Fiscalité

Les provisions et la connexion comptabilité/fiscalité

En droit fiscal français, le résultat imposable est calculé à partir du résultat comptable, auquel on apporte, le cas échéant, les modifications exigées par la loi fiscale dans le "tableau de détermination du résultat fiscal".

Cette « connexion » entre la fiscalité et la comptabilité est consacrée par l'article 38 quater de l'annexe III au CGI : « Les entreprises doivent respecter les définitions édictées par le plan comptable général, sous réserve que celles-ci ne soient pas incompatibles avec les règles applicables pour l'assiette de l'impôt ».
La jurisprudence fiscale s'efforce de limiter au maximum les divergences entre la comptabilité et la fiscalité. C’est évidemment une solution opportune qui simplifie quelque peu la gestion des entreprises.
Par conséquent, lorsque la solution comptable n’est pas radicalement incompatible avec les règles fiscales, la jurisprudence retient les solutions comptables.

On peut illustrer cette jurisprudence par quelques exemples récents :

  • lorsqu'une provision passée dans les écritures comptables est déductible fiscalement, l'entreprise n'a pas le choix : elle est tenue de suivre le traitement comptable en déduisant, au titre de l'exercice où elle a été comptabilisée, la provision de son résultat fiscal (CE 23 décembre 2013 n° 346018 plén., min. c/ SAS Foncière du Rond Point : RJF 3/2014, n° 218)
  • une société qui s'est conformée à un avis du comité d'urgence du CNC ne peut faire l'objet d'un redressement (à propos de la déduction d'une provision pour dépréciation de titres) ; dans son arrêt, le Conseil d'Etat ne cite pas expressément cet avis mais il reprend à son compte le raisonnement suivi par le comité (CE 1er avril 2015 , no 362317 : Droit Fiscal,  19-20/2015, comm. 284, note De Bissy;  RJF 6/2015, n° 470, Chr. Labrune, p. 443 ; BDCF 6/2015, n° 63; DF 40/2015, comm. 598, note A.Carpentier). Dans un arrêt ultérieur, le Conseil d'Etat s'est expressément référé à un avis du comité d'urgence (modifié depuis lors) pour valider la déduction d'une provision (CE 14 octobre 2015, 374566, Sté NRJ Groupe : RJF 1/2016, n° 7; conclusions E.Bokdam-Tognetti, C 7).

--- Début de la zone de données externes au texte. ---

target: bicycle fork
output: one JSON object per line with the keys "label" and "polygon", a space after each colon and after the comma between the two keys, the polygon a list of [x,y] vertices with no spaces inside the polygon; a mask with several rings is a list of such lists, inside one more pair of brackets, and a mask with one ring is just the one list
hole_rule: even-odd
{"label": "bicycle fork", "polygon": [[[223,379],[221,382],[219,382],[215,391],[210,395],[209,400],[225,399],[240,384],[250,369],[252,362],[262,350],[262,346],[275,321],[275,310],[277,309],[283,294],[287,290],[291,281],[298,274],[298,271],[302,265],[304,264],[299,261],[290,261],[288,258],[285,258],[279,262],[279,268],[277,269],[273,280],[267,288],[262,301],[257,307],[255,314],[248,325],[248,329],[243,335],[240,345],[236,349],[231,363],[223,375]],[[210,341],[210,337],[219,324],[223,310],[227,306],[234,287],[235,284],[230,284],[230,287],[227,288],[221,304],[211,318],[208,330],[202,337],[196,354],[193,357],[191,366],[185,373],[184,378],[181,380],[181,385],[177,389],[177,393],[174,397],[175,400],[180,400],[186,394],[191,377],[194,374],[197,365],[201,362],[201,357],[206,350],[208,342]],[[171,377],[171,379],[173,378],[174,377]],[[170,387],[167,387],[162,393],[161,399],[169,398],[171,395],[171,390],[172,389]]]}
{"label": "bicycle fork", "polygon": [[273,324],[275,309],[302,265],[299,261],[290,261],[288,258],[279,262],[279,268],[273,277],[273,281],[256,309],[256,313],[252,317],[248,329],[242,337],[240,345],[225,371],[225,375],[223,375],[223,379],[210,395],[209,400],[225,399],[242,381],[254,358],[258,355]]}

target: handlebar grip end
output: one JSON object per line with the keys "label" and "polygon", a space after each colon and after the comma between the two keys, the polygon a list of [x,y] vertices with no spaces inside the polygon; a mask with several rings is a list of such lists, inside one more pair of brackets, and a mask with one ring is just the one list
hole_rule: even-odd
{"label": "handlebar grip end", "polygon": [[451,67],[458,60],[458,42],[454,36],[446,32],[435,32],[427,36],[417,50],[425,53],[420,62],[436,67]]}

La règle en matière de provisions est donc celle de la connexion fiscalo-comptable, la divergence constituant l’exception.

Cependant, des correctifs doivent être effectués lorsqu’ils sont exigés par les textes. Il résulte, en effet, des dispositions de l'article 38 quater de l'annexe III, cité ci-dessus, que la réglementation comptable ne peut faire échec à l'application de la loi fiscale. On peut citer notamment la réintégration des provisions constituées en vue de faire face à des charges de retraites ou des indemnités de licenciement (art. 39-1-5° CGI).